I won’t give any more away, except to say that the action is routine paperback riot, no better or worse than a dozen other hard-boiled histories, but Carter puts a subversive enough edge to it that I wish I knew who-the-hell he was.
September 26th, 2014 at 8:24 am
Al Hubin has no information as to who “Max Carter” might be. The book was reprinted in Australia in paperback in 1955 by Phantom Books under the title KILL CRAZY. There is a book by Max Carter published in Swedish as “Räkning att betala : detektivroman” with a date of 1968, which may be this one. Google suggests that the title translates to “Bill to Pay.”
The book was copyright under the author’s name with a given date of 13 Nov 1953. My guess is that Mac Carter is a pen name, but if he is someone known to us otherwise, I have no idea.
September 26th, 2014 at 8:38 am
I note that B. V. Lawson has included CALL ME KILLER! in this week’s list of Friday’s Forgotten Books, and this book certainly qualifies. Other than Dan, I wonder how people have actually read it in the past 60 years?
Of course, as soon as I find my copy, I’ll read it right away. But of course, come to think of it, it might be quicker to buy a buy another one.
The complete list:
http://inreferencetomurder.typepad.com/my_weblog/2014/09/ffb-she-shall-have-murder-and-all-the-other-links.html
September 26th, 2014 at 2:53 pm
This almost sounds as if it was intended as a satire on Spillane if not a commentary.
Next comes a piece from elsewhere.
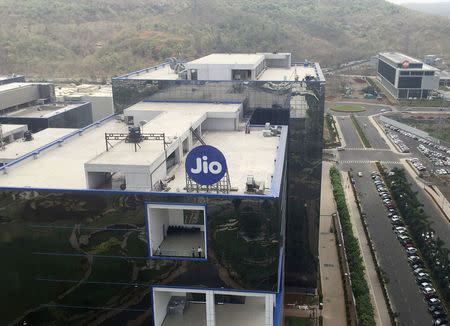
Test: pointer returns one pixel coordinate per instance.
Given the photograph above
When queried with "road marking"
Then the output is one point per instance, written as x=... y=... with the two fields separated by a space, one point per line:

I’ll add it to my list of the more obvious Spillane imitators and followers.
Max Carter might well have been a more mainstream writer or non genre related writer ‘slumming’ to either cash in or send up the Spillane style. Then too it might have been a one off by one of Avon’s regulars who didn’t want to be associated with it.
September 26th, 2014 at 5:38 pm
“Max Carter” may have been a “name” author slumming, but the book is not one that any of Avon’s regular authors would have been ashamed of.
September 26th, 2014 at 6:03 pm
I’m guessing Dennis Lynds. He was just starting out in the early ’50s and later wrote under the names of MAXwell Grant and Nick CARTER. Well, it’s possible….
November 21st, 2024 at 10:01 pm
“Max Carter” was author Morton Cooper. All is pseudonym shared his same initials. He was also including Mike Crane, Mark Clements, and Mavis Cromwell.
November 21st, 2024 at 11:43 pm
Aha! Finally. Now we know. Thanks, Lee!